Additive regression models with interactions have been considered extensively in the literature, using estimation methods such as splines or Gaussian process regression. At least two difficulties have hampered their application: (i) estimating the models can be difficult due to potentially many tuning (or smoothing) parameters, and (ii) model selection may be difficult due to a lack of adequate criteria. In this paper, we attempt to address these issues with a novel approach to estimating and selecting additive models with and without interaction effects.
Firstly, we extend the I-prior methodology (Bergsma, 2020) to multiple covariates, each of which may be multidimensional. For this purpose, we define a class of hierarchical interaction models assuming the regression function lies in a reproducing kernel Krein space (RKKS), and derive the (possibly indefinite) reproducing kernel for the models. The I-prior is an objective prior for a statistical parameter based on its Fisher information. In the present case, the I-prior for the regression function is Gaussian with covariance kernel proportional to its (positive definite) Fisher information, with support a subset of the assumed RKKS, i.e., the I-prior is proper. The I-prior methodology has some theoretical and practical advantages over competing methods such as Gaussian process regression and Tikhonov regularization. A practical (computational) advantage is that it permits an EM algorithm with simple E and M steps to find the maximum marginal likelihood estimators of the scale parameters (also known as tuning parameters), making their estimation easier than for competing methods.
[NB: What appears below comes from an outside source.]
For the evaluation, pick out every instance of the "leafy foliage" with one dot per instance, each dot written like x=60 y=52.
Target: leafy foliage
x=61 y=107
A second innovation we introduce is a parsimonious specification of models with interac- tions. That is, each covariate is assigned a single (length) scale parameter, regardless of the number of interactions present in the model. Rather than assigning a new scale parameter to tensor product spaces, these inherit the scale parameters of the components through their product. This approach is mathematically justified and has two key advantages: (i) estimation of models with interactions is simplified due to the presence of fewer scale parameters, and (ii) model selection (among models with different interactions present) is simplified, in that simply the model with the highest marginal likelihood can be chosen.
The I-prior approach is suitable for both parametric and nonparametric regressions. Our simulations show comparatively good performance for model selection in basic multiple regression with interactions. The methodology is also illustrated with a real-data example. An R-package implementing our methodology is available (Jamil, 2019).